Proposed guidance on prudential risk management
Payments firms are required to meet certain prudential requirements in order to be authorised by the FCA. The FCA is now proposing additional guidance in the following areas:
- Governance and controls. The FCA expects authorised payments institutions and electronic money institutions to have robust governance arrangements, effective procedures, and adequate internal control mechanisms. It also expects governance arrangements to be tailored to the business model and reviewed regularly.
- Capital adequacy. The FCA emphasises the importance of ongoing, accurate calculations and reporting and outlines best practice around the representation of intra-group receivables.
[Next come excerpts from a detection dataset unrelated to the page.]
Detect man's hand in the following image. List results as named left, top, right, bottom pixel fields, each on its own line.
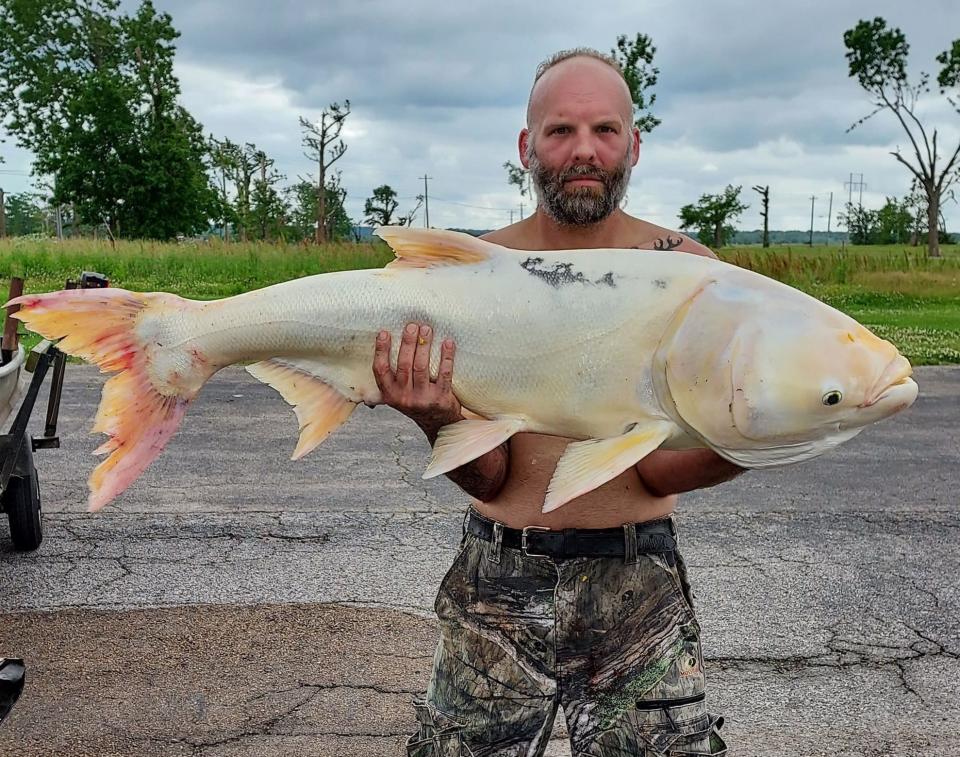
left=373, top=323, right=463, bottom=444
left=373, top=323, right=510, bottom=502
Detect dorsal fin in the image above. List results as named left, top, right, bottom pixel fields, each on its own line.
left=374, top=226, right=503, bottom=268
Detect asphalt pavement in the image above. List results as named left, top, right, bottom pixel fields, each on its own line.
left=0, top=365, right=960, bottom=757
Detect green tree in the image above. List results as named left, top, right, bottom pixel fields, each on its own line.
left=839, top=203, right=877, bottom=244
left=286, top=173, right=353, bottom=241
left=363, top=184, right=400, bottom=227
left=0, top=0, right=216, bottom=238
left=680, top=184, right=750, bottom=249
left=843, top=17, right=960, bottom=257
left=503, top=160, right=533, bottom=207
left=249, top=150, right=287, bottom=239
left=876, top=197, right=913, bottom=244
left=4, top=192, right=43, bottom=237
left=610, top=34, right=660, bottom=133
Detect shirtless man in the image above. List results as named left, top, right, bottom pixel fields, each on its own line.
left=374, top=49, right=741, bottom=757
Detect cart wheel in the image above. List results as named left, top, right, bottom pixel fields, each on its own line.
left=3, top=466, right=43, bottom=552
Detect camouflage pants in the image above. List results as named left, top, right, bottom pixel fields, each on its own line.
left=407, top=510, right=727, bottom=757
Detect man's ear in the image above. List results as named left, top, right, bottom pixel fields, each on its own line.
left=517, top=127, right=530, bottom=168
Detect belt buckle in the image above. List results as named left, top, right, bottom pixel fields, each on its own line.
left=520, top=526, right=553, bottom=557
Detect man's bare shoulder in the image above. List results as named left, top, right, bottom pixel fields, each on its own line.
left=630, top=218, right=717, bottom=258
left=480, top=221, right=531, bottom=250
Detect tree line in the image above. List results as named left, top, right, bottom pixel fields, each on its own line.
left=0, top=0, right=419, bottom=243
left=0, top=0, right=960, bottom=256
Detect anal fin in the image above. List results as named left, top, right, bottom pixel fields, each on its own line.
left=543, top=421, right=674, bottom=513
left=423, top=418, right=525, bottom=478
left=247, top=359, right=357, bottom=460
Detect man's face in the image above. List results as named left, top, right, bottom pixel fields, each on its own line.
left=520, top=58, right=639, bottom=226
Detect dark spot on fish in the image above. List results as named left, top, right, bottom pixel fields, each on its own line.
left=653, top=234, right=683, bottom=252
left=520, top=258, right=588, bottom=289
left=520, top=257, right=616, bottom=289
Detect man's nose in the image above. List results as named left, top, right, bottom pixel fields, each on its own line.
left=571, top=131, right=597, bottom=164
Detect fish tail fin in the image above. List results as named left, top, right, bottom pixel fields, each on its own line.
left=7, top=288, right=204, bottom=512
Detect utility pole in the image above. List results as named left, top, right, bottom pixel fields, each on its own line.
left=827, top=192, right=833, bottom=245
left=418, top=173, right=433, bottom=229
left=753, top=184, right=770, bottom=247
left=843, top=173, right=867, bottom=208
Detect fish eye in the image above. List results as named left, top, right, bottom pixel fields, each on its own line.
left=821, top=389, right=843, bottom=405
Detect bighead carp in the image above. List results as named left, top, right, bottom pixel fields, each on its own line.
left=11, top=227, right=917, bottom=511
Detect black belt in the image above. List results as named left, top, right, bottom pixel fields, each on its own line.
left=466, top=510, right=677, bottom=562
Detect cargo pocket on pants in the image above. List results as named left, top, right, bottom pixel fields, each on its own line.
left=637, top=694, right=727, bottom=757
left=407, top=699, right=473, bottom=757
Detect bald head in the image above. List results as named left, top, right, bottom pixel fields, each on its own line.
left=527, top=50, right=633, bottom=131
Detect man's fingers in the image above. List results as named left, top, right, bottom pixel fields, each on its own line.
left=437, top=339, right=457, bottom=394
left=373, top=331, right=393, bottom=392
left=394, top=323, right=419, bottom=388
left=413, top=325, right=433, bottom=389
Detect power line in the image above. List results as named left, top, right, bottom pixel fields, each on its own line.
left=419, top=172, right=433, bottom=229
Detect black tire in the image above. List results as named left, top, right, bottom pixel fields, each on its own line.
left=0, top=657, right=27, bottom=723
left=3, top=466, right=43, bottom=552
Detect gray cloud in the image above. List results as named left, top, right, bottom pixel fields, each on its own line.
left=3, top=0, right=960, bottom=228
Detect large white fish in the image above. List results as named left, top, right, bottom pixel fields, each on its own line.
left=13, top=227, right=917, bottom=511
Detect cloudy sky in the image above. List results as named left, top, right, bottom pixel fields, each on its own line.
left=0, top=0, right=960, bottom=232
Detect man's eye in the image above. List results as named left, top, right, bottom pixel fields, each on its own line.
left=820, top=389, right=843, bottom=405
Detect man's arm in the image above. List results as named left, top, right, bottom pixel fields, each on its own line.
left=373, top=323, right=510, bottom=502
left=636, top=449, right=745, bottom=497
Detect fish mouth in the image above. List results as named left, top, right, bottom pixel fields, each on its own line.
left=860, top=355, right=917, bottom=408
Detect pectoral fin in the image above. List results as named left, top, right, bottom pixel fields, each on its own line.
left=423, top=418, right=524, bottom=478
left=247, top=359, right=357, bottom=460
left=543, top=421, right=673, bottom=513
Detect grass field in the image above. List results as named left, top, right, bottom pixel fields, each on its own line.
left=0, top=238, right=960, bottom=365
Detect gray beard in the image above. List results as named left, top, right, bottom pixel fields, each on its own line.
left=527, top=142, right=632, bottom=226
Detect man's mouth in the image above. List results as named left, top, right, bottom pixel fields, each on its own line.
left=563, top=176, right=603, bottom=187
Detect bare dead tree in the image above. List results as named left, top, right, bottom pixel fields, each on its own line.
left=300, top=100, right=350, bottom=244
left=843, top=17, right=960, bottom=257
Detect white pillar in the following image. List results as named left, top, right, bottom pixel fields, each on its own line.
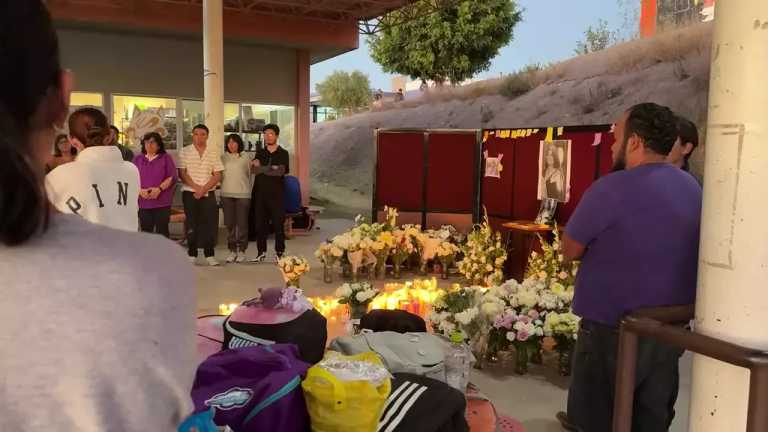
left=203, top=0, right=224, bottom=148
left=689, top=0, right=768, bottom=432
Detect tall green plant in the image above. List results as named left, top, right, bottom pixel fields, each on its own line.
left=368, top=0, right=521, bottom=85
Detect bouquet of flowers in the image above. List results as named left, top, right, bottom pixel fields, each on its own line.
left=392, top=229, right=416, bottom=278
left=428, top=286, right=487, bottom=340
left=336, top=282, right=381, bottom=319
left=277, top=256, right=309, bottom=288
left=315, top=242, right=344, bottom=266
left=384, top=206, right=399, bottom=231
left=525, top=225, right=579, bottom=287
left=435, top=241, right=459, bottom=279
left=459, top=214, right=507, bottom=286
left=373, top=230, right=395, bottom=276
left=544, top=311, right=580, bottom=376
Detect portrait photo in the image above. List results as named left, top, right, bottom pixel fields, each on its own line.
left=538, top=140, right=571, bottom=203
- Liquidity and capital stress testing. The FCA expects firms to carry out liquidity and capital stress testing and use the results to inform decisions, for example around resources, systems and controls.
- Risk-management arrangements. The FCA highlights that firms should assess the need for committed credit lines to manage liquidity exposures and outlines best practice in respect of managing intra-group risk.
- Wind-down plans. The FCA clarifies that firms are required to have a wind-down plan to manage their liquidity and resolution risks, and sets out what the plan should cover.